The most common forms of CAM used in the U.S. include nutrition and diet-based therapy, herbs, Yoga, Pilates, Ayurveda, Traditional Chinese Medicine, energy healing/Reiki, and many others (John Hopkins Medicine, 2019; NIH, 2017).  The CAM approaches are non-mainstream and can be used together with conventional mainstream medicine (NIH, 2019).

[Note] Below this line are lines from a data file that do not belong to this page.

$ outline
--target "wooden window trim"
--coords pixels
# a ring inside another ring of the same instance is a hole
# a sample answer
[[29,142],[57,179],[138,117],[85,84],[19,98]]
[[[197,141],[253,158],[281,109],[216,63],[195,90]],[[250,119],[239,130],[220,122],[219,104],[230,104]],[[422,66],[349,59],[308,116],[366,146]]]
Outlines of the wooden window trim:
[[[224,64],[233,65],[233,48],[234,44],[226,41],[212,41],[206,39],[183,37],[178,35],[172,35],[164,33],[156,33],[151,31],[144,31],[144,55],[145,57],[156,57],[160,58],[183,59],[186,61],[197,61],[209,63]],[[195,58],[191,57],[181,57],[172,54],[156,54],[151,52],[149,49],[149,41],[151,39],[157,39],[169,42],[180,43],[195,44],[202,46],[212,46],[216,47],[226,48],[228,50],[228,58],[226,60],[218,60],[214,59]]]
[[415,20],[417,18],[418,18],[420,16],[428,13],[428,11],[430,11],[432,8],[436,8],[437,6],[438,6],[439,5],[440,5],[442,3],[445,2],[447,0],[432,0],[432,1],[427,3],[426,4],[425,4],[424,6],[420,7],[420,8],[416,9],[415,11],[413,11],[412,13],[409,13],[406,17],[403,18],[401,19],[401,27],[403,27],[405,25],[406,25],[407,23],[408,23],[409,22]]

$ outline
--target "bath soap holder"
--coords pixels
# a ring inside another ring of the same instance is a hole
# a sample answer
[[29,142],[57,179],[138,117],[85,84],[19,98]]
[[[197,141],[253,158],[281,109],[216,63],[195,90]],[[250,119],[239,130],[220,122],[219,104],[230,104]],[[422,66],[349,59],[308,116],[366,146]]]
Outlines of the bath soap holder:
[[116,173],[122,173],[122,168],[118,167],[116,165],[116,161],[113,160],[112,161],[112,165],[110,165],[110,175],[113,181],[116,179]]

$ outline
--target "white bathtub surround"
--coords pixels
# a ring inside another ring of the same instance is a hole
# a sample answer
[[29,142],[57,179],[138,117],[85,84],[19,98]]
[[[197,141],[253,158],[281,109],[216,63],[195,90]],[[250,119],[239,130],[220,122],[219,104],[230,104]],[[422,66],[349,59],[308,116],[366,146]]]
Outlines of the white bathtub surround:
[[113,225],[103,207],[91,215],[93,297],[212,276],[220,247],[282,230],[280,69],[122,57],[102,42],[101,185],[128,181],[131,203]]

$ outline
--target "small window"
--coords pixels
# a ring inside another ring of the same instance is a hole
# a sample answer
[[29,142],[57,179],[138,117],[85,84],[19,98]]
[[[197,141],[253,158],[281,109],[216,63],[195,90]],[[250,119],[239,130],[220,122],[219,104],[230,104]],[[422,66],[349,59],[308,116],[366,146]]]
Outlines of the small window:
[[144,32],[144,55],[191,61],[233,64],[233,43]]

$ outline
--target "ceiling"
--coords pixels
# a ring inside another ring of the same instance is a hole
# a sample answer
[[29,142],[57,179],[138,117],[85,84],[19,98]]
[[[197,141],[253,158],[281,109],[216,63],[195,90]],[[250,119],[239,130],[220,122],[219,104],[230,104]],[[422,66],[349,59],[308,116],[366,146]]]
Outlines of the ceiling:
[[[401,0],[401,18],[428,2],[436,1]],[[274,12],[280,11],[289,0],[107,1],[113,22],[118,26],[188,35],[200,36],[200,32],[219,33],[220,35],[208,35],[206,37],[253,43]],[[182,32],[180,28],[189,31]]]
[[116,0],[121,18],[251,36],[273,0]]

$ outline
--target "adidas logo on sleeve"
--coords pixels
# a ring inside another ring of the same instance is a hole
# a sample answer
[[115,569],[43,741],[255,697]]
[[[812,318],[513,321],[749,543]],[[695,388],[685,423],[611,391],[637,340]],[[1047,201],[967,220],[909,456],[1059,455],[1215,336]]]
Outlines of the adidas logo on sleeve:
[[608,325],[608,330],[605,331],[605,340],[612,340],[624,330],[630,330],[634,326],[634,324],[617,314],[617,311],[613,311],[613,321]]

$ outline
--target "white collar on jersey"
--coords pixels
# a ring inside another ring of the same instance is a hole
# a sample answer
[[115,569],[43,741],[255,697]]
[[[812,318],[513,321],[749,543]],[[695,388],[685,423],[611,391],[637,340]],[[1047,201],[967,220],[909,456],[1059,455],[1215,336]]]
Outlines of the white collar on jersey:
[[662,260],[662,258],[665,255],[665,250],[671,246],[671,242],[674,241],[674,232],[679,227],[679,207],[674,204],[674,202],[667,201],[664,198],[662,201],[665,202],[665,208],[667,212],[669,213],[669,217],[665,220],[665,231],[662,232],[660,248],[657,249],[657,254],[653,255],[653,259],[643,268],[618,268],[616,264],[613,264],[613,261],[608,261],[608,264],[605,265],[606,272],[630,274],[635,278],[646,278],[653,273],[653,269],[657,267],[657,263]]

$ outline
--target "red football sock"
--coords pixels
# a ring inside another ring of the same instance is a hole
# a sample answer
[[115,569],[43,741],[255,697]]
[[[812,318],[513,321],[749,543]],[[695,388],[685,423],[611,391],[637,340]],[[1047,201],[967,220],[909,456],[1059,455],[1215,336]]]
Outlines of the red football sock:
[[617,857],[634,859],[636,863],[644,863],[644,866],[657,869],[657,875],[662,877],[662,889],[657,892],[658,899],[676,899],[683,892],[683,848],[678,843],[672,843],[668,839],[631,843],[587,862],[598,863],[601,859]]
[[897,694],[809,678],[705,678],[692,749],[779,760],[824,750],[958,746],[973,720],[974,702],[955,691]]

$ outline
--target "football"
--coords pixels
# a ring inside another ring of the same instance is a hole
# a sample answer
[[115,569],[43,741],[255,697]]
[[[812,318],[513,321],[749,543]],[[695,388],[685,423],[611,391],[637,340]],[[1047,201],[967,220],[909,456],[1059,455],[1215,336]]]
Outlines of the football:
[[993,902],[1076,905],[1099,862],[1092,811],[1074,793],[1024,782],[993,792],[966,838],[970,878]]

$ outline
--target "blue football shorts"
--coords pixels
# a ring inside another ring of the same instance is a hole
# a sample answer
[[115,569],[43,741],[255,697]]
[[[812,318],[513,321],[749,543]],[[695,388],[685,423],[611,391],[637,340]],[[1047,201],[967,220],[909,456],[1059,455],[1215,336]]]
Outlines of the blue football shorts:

Contact me today to discuss your nutrition goals! Our initial  20-minute discussion is free of charge. To help you succeed with your health and wellness goals, I offer holistic nutrition consultations as well as wellness coaching.

References:

Fierascu, R. C., Fierascu, I., Ortan, A., Fierascu, I. C., Anuta, V., Velescu, B. S., … Dinu-Pirvu, C. E. (2019). Leonurus cardiaca L. as a Source of Bioactive Compounds: An Update of the European Medicines Agency Assessment Report (2010). BioMed Research International2019, 4303215. doi:10.1155/2019/4303215

Holubarsch, C., Colucci, W. S., & Eha, J. (2018). Benefit-Risk Assessment of Crataegus Extract WS 1442: An Evidence-Based Review. American Journal of Cardiovascular Drugs : Drugs, Devices, and Other Interventions18(1), 25–36. doi:10.1007/s40256-017-0249-9

John Hopkins Medicine. (2019). Types of Complementary and Alternative Medicine. Retrieved from https://www.hopkinsmedicine.org/health/wellness-and-prevention/types-of-complementary-and-alternative-medicine

NIH National Center for Complementary and Integrative Health. (2017). The use of Complementary and Alternative Medicine in the United States. Retrieved from https://nccih.nih.gov/research/statistics/2007/camsurvey_fs1.htm

NIH National Center for Complementary and Integrative Health. (2019). Complementary, Alternative, or Integrative Health: What’s in a Name? Retrieved from https://nccih.nih.gov/health/integrative-health

Patwardhan, B. (2014). Bridging Ayurveda with evidence-based scientific approaches in medicine. The EPMA Journal5(1), 19. doi:10.1186/1878-5085-5-19

*These statements have not been evaluated by the Food and Drug Administration. These products are not intended to diagnose, treat, cure, or prevent any disease. This information is for educational purposes only.